Here’s how a canary deployment works with a VirtualService in OpenShift Service Mesh:

  • Deploy Multiple Versions of Your Application

    • Ensure the new version of your application is deployed alongside the current version.

    • For example, deploy service-b-v1 and service-b-v2 as separate deployments in OpenShift.

  • Define a VirtualService

    • A VirtualService is created to control how traffic is routed between v1 and v2 of the service-b` service. The traffic split is defined using weights for each version.

Here’s an example of a VirtualService that implements a canary deployment for the service-b` service:

apiVersion: networking.istio.io/v1
kind: VirtualService
metadata:
  name: service-b
  namespace: rest-api-with-mesh
spec:
  hosts:
  - service-b
  http:
  - route:
    - destination:
        host: service-b
        port:
          number: 8080
        subset: v1
      weight: 100
    - destination:
        host: service-b
        port:
          number: 8080
        subset: v2
      weight: 0

In it’s current state, the VirtualService is has a weight of 100% routing traffic to v1 and 0% to v2. We will use our deployment script to change these weights in small increments until traffic is weighted at 100% to v2

Let’s kick this off now!

Open a second terminal and open it side-by-side with your terminal running the generate-traffic.sh script. Also be sure that you can view your web console (either on the same or second screen).

canary 03

(Above: Example screen layout)

In the second terminal, run the script canary-rollout.sh

sh scripts/canary-rollout.sh

In this terminal you will see updated ttraffic weights between v1 and v2, while in real time, output from the traffic-generator.sh script will start displaying responses from service-b-v2.

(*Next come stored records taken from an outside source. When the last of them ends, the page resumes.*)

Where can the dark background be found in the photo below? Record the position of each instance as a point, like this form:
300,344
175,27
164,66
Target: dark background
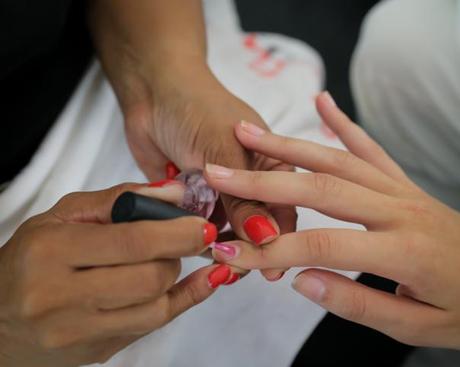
330,26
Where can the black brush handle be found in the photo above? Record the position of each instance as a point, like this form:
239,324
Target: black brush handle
131,207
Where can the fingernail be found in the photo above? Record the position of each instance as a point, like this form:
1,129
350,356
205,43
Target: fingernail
171,170
259,229
164,183
210,233
311,287
226,251
252,129
330,101
233,279
280,275
215,171
219,276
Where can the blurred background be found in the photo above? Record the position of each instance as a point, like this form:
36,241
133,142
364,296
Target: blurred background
330,26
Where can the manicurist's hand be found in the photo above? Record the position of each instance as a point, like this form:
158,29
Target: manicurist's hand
75,288
154,54
411,237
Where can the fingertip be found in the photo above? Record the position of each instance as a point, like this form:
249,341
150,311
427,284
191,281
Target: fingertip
248,133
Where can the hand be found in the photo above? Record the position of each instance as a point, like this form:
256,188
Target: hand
154,54
190,121
411,237
77,289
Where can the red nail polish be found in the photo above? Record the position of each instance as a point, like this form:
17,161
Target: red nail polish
259,229
171,170
210,233
162,183
278,277
219,276
233,279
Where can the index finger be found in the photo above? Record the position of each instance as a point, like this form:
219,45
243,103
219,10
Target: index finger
128,243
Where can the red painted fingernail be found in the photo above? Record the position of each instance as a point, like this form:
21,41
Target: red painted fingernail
163,183
278,277
259,229
171,170
210,233
233,279
219,276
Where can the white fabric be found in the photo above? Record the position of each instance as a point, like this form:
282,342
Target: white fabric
252,323
406,83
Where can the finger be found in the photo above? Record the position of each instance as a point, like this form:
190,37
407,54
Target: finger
115,287
250,220
143,319
286,217
96,206
137,242
401,318
342,249
356,139
315,157
327,194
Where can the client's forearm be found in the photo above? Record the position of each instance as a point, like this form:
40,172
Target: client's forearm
138,41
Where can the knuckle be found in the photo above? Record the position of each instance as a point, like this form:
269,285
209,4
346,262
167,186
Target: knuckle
257,183
68,199
318,246
33,306
325,184
192,295
343,159
149,282
417,211
409,333
41,245
131,243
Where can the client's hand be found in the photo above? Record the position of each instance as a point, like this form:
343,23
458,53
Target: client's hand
189,118
75,289
411,237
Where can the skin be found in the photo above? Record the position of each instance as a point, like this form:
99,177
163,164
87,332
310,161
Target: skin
80,288
410,237
154,54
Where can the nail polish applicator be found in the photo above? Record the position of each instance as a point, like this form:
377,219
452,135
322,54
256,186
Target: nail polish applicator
131,207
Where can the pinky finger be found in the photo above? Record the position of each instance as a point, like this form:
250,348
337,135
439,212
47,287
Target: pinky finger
356,139
400,318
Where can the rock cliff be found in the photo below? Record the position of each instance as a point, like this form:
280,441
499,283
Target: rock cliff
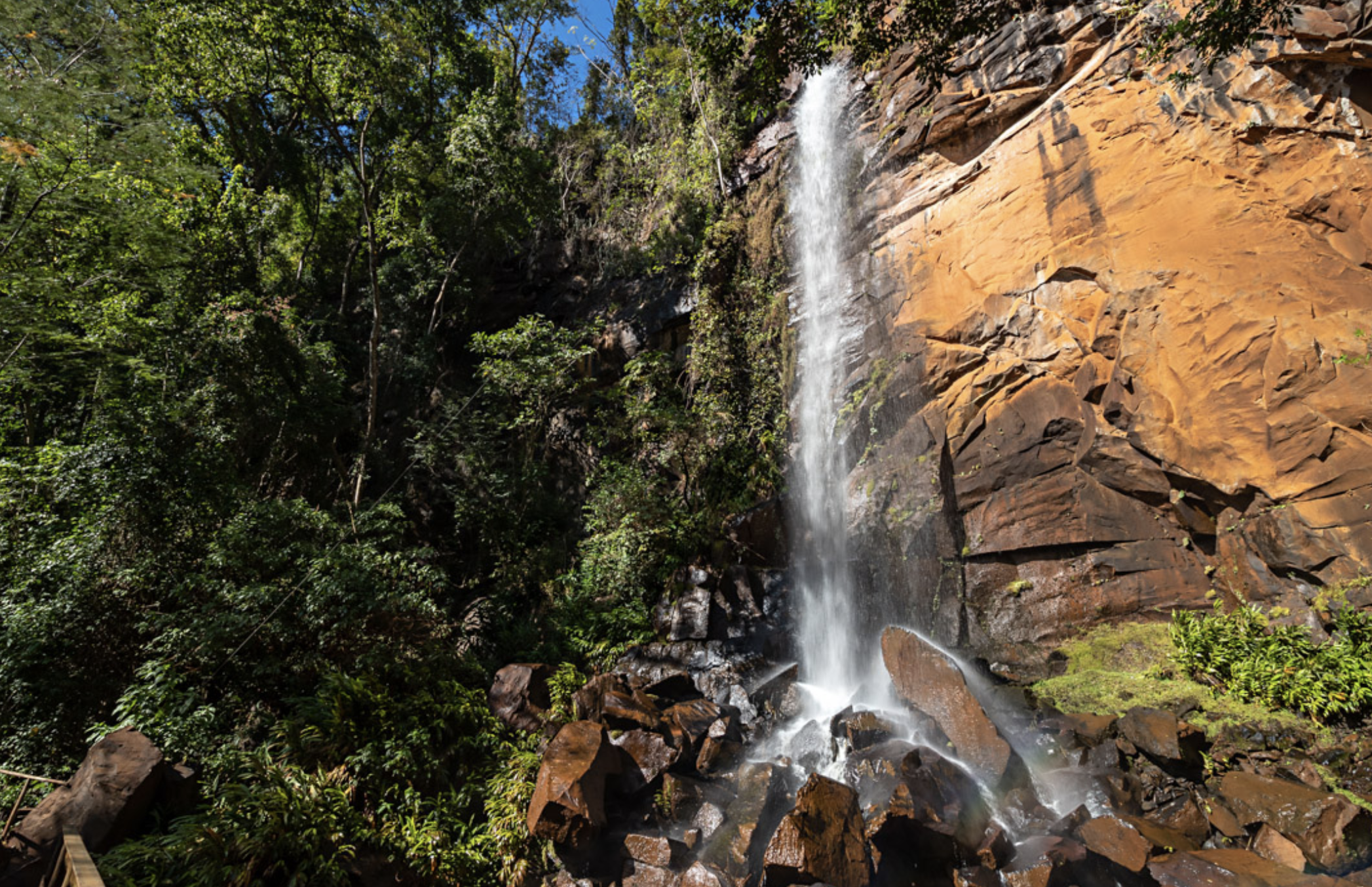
1120,324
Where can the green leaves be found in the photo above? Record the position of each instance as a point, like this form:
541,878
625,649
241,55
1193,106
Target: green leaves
1279,666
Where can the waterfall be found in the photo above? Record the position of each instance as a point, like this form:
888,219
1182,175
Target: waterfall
839,635
833,657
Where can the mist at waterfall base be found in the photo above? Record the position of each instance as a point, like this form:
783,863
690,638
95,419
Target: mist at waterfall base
839,628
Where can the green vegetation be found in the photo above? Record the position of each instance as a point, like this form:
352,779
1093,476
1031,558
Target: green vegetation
1115,668
1232,667
1279,666
283,476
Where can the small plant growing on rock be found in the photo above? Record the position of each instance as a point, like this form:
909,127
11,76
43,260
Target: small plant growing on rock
1245,656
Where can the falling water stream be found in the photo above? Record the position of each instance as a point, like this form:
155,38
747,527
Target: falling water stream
832,666
839,628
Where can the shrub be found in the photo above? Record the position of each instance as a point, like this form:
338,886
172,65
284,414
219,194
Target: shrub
1279,666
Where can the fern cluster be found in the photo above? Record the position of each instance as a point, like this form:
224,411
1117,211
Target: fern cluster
1279,666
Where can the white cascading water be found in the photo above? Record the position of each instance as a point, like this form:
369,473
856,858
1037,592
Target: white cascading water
839,638
835,660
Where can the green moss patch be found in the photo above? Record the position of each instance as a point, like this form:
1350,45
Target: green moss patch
1116,668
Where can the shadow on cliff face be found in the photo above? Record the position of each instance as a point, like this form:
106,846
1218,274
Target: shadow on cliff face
1069,181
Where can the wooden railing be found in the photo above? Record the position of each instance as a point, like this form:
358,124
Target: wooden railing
18,802
71,864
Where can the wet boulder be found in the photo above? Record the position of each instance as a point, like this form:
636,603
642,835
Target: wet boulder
105,800
821,840
933,818
1334,834
933,683
750,820
1046,861
568,805
689,723
721,745
1116,840
685,614
860,730
651,756
641,875
874,771
655,850
702,875
589,702
519,696
630,709
1269,845
1232,868
1161,736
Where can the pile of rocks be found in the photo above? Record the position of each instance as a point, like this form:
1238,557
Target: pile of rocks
651,787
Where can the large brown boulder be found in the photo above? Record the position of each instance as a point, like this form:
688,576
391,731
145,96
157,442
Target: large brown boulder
1334,834
651,756
1232,868
519,696
821,840
740,839
933,683
935,818
1116,840
568,805
105,801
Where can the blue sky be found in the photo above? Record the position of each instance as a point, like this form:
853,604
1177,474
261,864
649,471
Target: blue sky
583,33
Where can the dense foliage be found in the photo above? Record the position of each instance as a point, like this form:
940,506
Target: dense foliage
291,461
1242,654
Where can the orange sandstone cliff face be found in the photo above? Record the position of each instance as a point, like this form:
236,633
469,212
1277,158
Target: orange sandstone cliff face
1117,358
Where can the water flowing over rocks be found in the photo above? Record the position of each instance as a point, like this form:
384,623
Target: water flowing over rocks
930,682
821,840
1105,362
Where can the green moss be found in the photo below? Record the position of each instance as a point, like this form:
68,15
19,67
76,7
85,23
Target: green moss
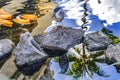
112,37
56,59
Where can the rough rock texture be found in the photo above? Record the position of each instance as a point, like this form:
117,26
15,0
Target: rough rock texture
61,39
28,55
64,63
96,41
113,54
6,48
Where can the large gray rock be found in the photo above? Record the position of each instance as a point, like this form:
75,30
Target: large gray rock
96,41
58,41
6,48
28,54
62,38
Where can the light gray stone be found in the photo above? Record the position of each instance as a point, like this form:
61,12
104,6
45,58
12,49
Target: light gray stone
62,38
28,54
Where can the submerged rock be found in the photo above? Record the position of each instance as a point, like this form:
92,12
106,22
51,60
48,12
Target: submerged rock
61,39
6,48
96,41
28,55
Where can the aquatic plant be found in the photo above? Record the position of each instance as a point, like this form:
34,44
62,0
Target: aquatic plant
86,64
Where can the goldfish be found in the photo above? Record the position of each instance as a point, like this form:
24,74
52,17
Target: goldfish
22,21
29,16
4,12
6,23
3,16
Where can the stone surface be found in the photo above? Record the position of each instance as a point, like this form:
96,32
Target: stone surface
28,55
113,55
38,38
113,52
96,41
62,38
6,48
64,63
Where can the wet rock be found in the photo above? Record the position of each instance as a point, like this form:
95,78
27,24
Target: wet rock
61,39
64,63
113,54
96,41
6,48
28,55
38,38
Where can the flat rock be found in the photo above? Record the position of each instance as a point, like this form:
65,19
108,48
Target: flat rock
6,48
28,55
62,38
96,41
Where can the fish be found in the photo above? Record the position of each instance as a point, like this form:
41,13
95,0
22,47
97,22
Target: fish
6,23
29,17
22,21
4,16
64,63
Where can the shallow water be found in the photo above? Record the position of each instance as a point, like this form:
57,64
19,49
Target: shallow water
16,8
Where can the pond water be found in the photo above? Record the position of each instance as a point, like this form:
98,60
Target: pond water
77,13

The Kialy terminal will show updated progress as well, but keep in mind the data seen is 1 minute in the past, but still makes for a useful visualization.

canary 04
canary 05
canary 06
canary 07

If you would like to roll traffic back to v1, run the command:

oc apply -k ./resources/application/kustomize/overlays/pod

4. Summary

This solution pattern demonstrates a comprehensive approach to implementing OpenShift Service Mesh with practical use cases such as bookinfo and rest-api-with-mesh. Key takeaways include:

  • Properly setting up prerequisites and deploying OpenShift Service Mesh Operators and Gateway API.

  • Leveraging Istio’s capabilities to manage traffic routing, observability, and distributed tracing.

  • Using TempoStack for distributed tracing with integrations like OpenTelemetry.

  • Deploying and exploring example applications (bookinfo and rest-api-with-mesh) to demonstrate Service Mesh features.

  • Performing advanced deployment strategies, such as canary deployments, to manage application releases efficiently.

By following this guide, users can gain hands-on experience with OpenShift Service Mesh and its components, enabling better understanding and adoption of these technologies in real-world scenarios.